RIAA taps Republican Bainwol lobbyist

WASHINGTON — A new era has begun at the Recording Industry Assn. of America with the hiring of a Republican as its top Washington lobbyist.

Mitch Bainwol, former chief of staff to Senate Majority Leader Bill Frist (R-Tenn.), becomes the RIAA’s chairman-CEO Sept. 1.

The announcement Monday by the music industry’s trade group ends months of speculation about who would replace former RIAA topper Hilary Rosen, an outspoken Democrat who ankled the job June 30 after five and a half turbulent years.

It also ends 16 years of Democratic reign at the RIAA. Rosen’s predecessor, Jay Berman, a veteran of Democratic political circles, took the helm in 1987. Earlier in his career, Berman served as chief of staff to former Senator and onetime presidential candidate Birch Bayh (D-Ind.).

“I’m delighted to take on this role. It is an honor to be associated with such a talented and creative group,” Bainwol said Monday. “What could be more rewarding than helping to promote two great American traditions: music and property rights?”

Helped win back Senate

In naming Bainwol, the RIAA chose a savvy behind-the-scenes GOP operative who helped Republicans take back the Senate in 2002 as executive director of the National Republican Senatorial Committee. Before that, he spent nine years as chief of staff to former Sen. Connie Mack (R-Fla.) .

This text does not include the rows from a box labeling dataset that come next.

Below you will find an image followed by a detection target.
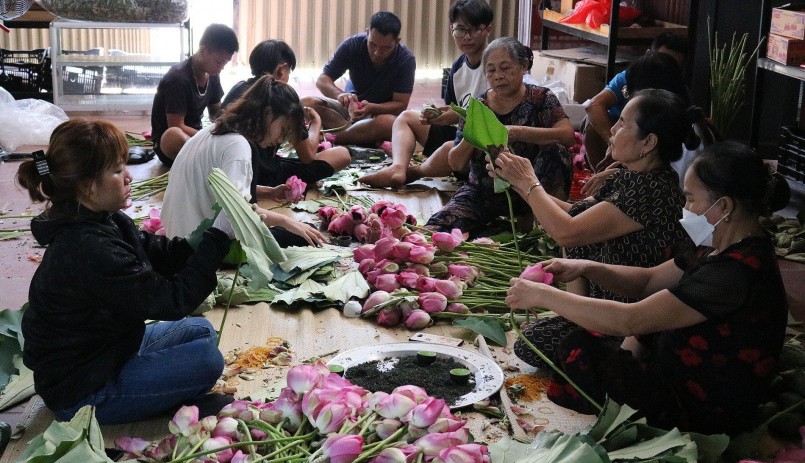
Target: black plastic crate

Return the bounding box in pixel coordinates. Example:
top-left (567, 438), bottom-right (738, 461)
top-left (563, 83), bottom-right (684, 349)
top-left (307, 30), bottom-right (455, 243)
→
top-left (0, 48), bottom-right (51, 98)
top-left (62, 66), bottom-right (103, 95)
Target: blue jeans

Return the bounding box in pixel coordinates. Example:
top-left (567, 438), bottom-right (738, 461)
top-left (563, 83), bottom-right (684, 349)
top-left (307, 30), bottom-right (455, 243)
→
top-left (54, 317), bottom-right (224, 424)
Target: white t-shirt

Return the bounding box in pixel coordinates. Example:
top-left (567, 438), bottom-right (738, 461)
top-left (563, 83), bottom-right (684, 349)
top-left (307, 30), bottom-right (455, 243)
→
top-left (160, 125), bottom-right (252, 238)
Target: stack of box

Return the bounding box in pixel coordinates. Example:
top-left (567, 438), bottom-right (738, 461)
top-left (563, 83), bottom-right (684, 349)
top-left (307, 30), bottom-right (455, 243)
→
top-left (766, 8), bottom-right (805, 66)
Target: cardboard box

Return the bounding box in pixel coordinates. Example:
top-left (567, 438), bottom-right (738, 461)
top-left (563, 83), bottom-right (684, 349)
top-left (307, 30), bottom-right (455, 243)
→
top-left (769, 8), bottom-right (805, 40)
top-left (766, 34), bottom-right (805, 66)
top-left (531, 54), bottom-right (606, 103)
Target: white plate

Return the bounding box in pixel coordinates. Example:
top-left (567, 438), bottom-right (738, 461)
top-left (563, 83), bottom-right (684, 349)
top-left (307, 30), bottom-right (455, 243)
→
top-left (327, 342), bottom-right (503, 408)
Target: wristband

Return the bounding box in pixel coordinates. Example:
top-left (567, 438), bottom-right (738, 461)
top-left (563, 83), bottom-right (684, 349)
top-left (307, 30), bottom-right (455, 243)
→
top-left (525, 181), bottom-right (542, 201)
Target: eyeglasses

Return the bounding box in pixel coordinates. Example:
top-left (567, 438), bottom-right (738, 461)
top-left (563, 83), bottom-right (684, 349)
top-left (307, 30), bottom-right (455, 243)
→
top-left (450, 26), bottom-right (486, 39)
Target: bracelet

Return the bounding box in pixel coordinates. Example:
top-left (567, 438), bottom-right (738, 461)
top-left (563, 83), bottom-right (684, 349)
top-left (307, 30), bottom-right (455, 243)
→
top-left (525, 182), bottom-right (542, 201)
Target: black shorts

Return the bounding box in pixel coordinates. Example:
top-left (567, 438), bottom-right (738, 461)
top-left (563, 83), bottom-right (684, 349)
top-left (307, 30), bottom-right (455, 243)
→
top-left (422, 125), bottom-right (456, 156)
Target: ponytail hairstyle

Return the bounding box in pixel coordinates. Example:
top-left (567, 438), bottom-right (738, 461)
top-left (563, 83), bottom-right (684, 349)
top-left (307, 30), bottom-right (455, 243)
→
top-left (16, 119), bottom-right (129, 210)
top-left (211, 75), bottom-right (308, 143)
top-left (688, 141), bottom-right (791, 216)
top-left (629, 88), bottom-right (704, 163)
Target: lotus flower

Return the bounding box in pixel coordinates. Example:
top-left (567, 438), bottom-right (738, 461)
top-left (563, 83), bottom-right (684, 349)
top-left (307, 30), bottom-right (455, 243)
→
top-left (285, 175), bottom-right (307, 203)
top-left (520, 264), bottom-right (553, 285)
top-left (321, 434), bottom-right (363, 463)
top-left (363, 291), bottom-right (391, 312)
top-left (377, 307), bottom-right (402, 327)
top-left (142, 208), bottom-right (165, 236)
top-left (406, 397), bottom-right (445, 428)
top-left (405, 309), bottom-right (431, 330)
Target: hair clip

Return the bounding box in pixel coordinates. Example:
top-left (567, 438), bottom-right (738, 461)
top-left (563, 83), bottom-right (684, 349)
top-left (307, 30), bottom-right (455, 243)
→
top-left (34, 150), bottom-right (50, 176)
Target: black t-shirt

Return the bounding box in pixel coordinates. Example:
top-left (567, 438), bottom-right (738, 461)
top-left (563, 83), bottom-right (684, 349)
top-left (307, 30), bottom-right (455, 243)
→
top-left (151, 58), bottom-right (224, 144)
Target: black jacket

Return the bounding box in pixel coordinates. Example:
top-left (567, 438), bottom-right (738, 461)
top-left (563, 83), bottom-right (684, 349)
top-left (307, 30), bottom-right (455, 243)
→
top-left (22, 203), bottom-right (229, 410)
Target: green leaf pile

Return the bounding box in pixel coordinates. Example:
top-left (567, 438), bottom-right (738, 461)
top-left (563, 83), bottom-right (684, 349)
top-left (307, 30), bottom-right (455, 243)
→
top-left (14, 405), bottom-right (114, 463)
top-left (489, 400), bottom-right (729, 463)
top-left (208, 168), bottom-right (285, 288)
top-left (760, 212), bottom-right (805, 263)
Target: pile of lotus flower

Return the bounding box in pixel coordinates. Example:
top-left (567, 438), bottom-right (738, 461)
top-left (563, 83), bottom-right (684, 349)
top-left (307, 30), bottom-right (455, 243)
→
top-left (116, 362), bottom-right (490, 463)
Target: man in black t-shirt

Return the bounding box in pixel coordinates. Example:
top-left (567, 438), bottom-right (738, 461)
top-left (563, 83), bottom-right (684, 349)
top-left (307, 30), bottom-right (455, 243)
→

After his success in Senate politics, Bainwol wanted to open his own lobbying shop. However, he shelved that plan last fall when he was drafted to help Frist find his sea legs as majority leader.

(Frist was voted in after former Majority Leader Trent Lott was forced to resign after making controversial racial comments.)

This spring Bainwol left the public payroll and established a lobbying practice, the Bainwol Group. Winning the lucrative RIAA post will sideline that plan again.

“Mitch brings to the RIAA the consummate insider’s understanding of political nuance in Washington,” said Roger Ames, chairman-CEO of Warner Music Group.

Insiders surprised

The appointment of Bainwol surprised some Hollywood insiders, who argued that a policy expert familiar with the intricate details of copyright and piracy law should land the high-profile post.

In recent years, Internet file-swapping sites have dealt a serious financial blow to the music industry and contributed to a 26% decline in CDs sales since 1999 — a $4.3 billion loss to the industry.

Rosen, who spent nearly two decades at the trade org, faced a rash of public criticism — even death threats — for her successful battle to shut down file-swapping pioneer Napster. She left the post to spend more time with her family.

Strong political links

What Bainwol lacks in hands-on experience in the biz, he makes up for in political connections.

The RIAA is banking that his success in helping several Republicans win their Senate seats will guarantee access and influence in Washington, where Republicans control both houses of Congress as well as the White House.

“He has spent the last few years collecting chits that will definitely come in handy,” said one GOP Senate aide.

“Mitch Bainwol has the skills, leadership and relationships that this industry needs as we enter an extremely pivotal time,” said David Munns, CEO of EMI Music North America.